In the remarks, Obama was referring to a soon-to-be-released Senate Intelligence Committee report detailing the CIA’s controversial interrogation and detention program following the 9/11 attacks.
The document is a nearly 700 page summary of the full 6,800 page report that was approved a year and a half ago by a committee sharply divided along party lines.
Senators on the committee have said the report is critical of the CIA’s treatment of terrorism suspects, saying it amounted to torture – an allegation CIA officials have denied. It also finds that those harsh interrogation techniques did not help disrupt future terrorist attacks as many in intelligence community have claimed.
Sen. Dianne Feinstein said later Friday that the report’s public release will be delayed because of “significant redactions” by the CIA.
“We need additional time to understand the basis for these redactions and determine their justification,” the California Democrat said in a statement. “Therefore, the report will be held until further notice and released when that process is completed.”
The report was returned to the committee Friday. Its creation has been controversial, with the CIA director apologizing after admitting that the agency spied on computers used by Senate staffers who prepared it. A public version was expected to be released as early as next week.
In January 2009, President Obama issued an executive order disavowing torture and established a Special Task Force on Interrogation and Transfer Policies. Details of those findings have never been made public.

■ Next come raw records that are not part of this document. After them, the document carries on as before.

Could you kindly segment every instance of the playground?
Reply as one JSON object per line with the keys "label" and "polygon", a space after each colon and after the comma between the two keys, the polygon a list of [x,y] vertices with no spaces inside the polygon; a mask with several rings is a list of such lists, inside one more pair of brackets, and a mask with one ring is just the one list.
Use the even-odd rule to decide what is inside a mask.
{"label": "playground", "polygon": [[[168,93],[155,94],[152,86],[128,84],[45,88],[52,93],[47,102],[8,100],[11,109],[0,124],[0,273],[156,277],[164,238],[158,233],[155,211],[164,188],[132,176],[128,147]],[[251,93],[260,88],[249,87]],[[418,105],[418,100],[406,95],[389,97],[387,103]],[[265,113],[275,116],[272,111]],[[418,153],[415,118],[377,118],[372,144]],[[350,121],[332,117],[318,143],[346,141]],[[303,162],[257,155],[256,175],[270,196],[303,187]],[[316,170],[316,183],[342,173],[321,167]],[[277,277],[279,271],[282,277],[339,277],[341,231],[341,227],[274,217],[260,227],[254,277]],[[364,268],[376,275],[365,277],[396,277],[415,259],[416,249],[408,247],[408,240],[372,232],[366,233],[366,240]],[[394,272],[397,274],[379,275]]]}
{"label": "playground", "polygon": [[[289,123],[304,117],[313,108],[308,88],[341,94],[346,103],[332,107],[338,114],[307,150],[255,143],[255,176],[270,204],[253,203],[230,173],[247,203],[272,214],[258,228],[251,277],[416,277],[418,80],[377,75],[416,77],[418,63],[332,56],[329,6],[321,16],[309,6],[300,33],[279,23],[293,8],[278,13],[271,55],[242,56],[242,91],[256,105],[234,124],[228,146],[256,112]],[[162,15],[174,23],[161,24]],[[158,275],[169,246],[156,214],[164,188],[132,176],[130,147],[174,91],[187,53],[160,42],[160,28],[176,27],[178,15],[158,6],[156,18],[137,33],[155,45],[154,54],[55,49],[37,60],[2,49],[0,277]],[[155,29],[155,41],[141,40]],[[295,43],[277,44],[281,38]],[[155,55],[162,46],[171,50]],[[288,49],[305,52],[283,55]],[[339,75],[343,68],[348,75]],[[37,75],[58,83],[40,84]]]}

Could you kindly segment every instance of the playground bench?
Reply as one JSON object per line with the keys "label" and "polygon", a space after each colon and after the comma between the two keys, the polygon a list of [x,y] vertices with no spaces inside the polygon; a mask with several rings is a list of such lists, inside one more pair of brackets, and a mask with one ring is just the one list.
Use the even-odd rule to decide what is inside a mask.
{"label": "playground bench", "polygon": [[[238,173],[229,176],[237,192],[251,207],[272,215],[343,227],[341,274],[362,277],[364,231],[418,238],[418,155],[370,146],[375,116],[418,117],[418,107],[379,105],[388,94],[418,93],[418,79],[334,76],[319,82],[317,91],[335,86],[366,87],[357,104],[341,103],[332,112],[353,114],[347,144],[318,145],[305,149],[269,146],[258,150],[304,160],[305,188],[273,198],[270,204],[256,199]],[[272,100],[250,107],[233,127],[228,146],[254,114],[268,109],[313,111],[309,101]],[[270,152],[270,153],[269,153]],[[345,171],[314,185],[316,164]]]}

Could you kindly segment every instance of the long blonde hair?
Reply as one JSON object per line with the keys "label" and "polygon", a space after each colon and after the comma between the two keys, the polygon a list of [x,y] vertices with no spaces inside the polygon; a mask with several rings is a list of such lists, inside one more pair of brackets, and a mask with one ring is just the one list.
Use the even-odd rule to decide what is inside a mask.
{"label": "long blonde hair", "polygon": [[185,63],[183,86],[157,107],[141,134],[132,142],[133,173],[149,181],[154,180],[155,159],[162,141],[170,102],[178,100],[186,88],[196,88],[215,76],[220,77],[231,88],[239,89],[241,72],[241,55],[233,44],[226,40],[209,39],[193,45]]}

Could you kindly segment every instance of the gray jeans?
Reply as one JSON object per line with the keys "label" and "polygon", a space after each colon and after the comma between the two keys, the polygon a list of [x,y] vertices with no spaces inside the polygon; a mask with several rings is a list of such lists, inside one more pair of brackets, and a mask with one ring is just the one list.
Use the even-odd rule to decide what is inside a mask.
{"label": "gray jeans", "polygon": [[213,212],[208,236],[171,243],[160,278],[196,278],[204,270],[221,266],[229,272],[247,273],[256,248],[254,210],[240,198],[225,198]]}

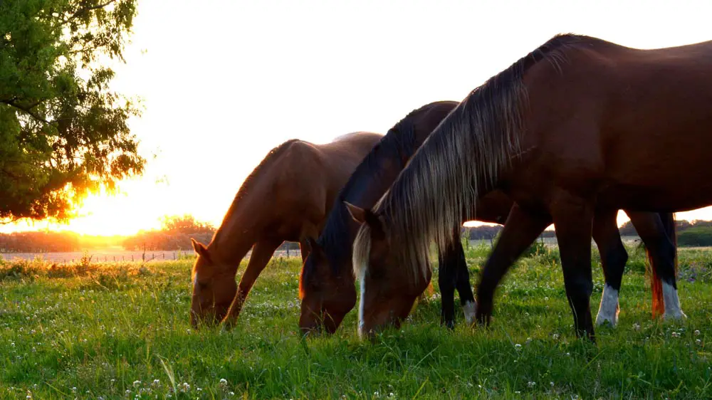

“After I took office, one of the first things I did was to ban some of the extraordinary interrogation techniques that are the subject of that report,” Obama said Friday. “And my hope is that this report reminds us once again that, you know, the character of our country has to be measured in part not by what we do when things are easy, but what we do when things are hard.”
In April 2009, Obama reiterated his position that waterboarding amounted to torture and “violates our ideals and our values.”
“That’s why I put an end to these practices,” he said at the time. “I am absolutely convinced it was the right thing to do – not because there might not have been information that was yielded by these various detainees who were subjected to this treatment, but because we could have gotten this information in other ways, in ways that were consistent with our values, in ways that were consistent with who we are.”